Kristen Carder 49:17
Wow, that is amazing. So is it essentially like courses, pre recorded courses within the portal membership portal or whatever.

Kimberley Quinlan 49:28
It’s just you pay per course. So you know, on demand, it’s not it’s just you have limited access to it. You can take it as many times as you want. The thing that’s hard too is number one, there aren’t enough OCD and trained professionals in these areas. Number two, treatment can become very expensive. Right? As we know, treatment is very expensive. So the goal is to find lower cost options for those who Who are, you know, don’t have access or can’t afford? Because ERP therapy can be a little pricey, given how specialized it is.

Kristen Carder 50:08
Sure. And then you also have a podcast. Do you want to tell us about that?

Kimberley Quinlan 50:12
Sure. Yeah. So I have a podcast called your anxiety toolkit. It is like my most fun thing. I love my podcast, as you I’m sure do. It is basically exactly how it sounds. It is just me jumping on turning on my mic and talking about tools and skills, and ideas to help people with their anxiety recovery doesn’t have to be even OCD related. We cover all anxiety issues, including coexisting depression and other disorders as well.

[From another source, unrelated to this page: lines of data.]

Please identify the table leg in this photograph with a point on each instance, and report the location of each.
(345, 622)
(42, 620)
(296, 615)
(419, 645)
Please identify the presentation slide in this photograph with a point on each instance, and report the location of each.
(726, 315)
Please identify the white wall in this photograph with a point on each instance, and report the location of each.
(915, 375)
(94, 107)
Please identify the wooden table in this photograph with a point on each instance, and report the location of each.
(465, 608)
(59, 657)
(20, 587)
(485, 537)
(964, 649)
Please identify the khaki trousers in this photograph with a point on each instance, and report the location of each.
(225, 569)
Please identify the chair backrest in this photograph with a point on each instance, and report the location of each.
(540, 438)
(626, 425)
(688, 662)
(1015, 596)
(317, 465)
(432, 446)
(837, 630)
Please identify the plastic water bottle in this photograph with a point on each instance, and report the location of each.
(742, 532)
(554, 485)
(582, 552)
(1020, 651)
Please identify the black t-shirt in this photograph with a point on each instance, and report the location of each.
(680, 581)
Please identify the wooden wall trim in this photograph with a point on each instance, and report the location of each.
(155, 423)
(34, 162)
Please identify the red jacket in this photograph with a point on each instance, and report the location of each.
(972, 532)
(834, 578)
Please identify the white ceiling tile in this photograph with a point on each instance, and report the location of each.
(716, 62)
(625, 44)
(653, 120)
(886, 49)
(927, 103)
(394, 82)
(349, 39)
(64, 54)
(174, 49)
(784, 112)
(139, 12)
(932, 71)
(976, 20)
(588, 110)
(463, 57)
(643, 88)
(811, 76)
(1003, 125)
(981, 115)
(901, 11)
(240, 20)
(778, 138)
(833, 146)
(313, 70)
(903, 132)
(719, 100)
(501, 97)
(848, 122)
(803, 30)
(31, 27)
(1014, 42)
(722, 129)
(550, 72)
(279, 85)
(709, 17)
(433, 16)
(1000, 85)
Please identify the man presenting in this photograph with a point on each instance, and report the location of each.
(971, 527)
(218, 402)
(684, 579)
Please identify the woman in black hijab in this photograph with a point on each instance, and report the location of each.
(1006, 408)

So the best place to get any resources for people with OCD is it’s called the International OCD foundation.org. So it’s I O, C, D f.org. And there is a button there that says find providers, and there is an entire inventory of all of the OCD therapists in the world. Of course, some people won’t be on the list. But mostly in America, there is an extensive list of providers. So that’s where you would go to get providers.

Kristen Carder 51:21
I appreciate you so much. I’m so glad we had this conversation. I feel like we could talk for a much longer time. But I promise I won’t. I won’t talk any longer. We’ll link all of your resources in the show notes. I know you’ve written a book, so I want to make sure to have that. And CBT school and if you’re in California and you have OCD, make sure to reach out to Kimberly but I just want to say thank you so much for sharing your wisdom with us today. I appreciate it greatly.

Kimberley Quinlan 51:51
No, thank you. I hope it was helpful. If you know that’s my main goal and it’s so lovely to chat with you.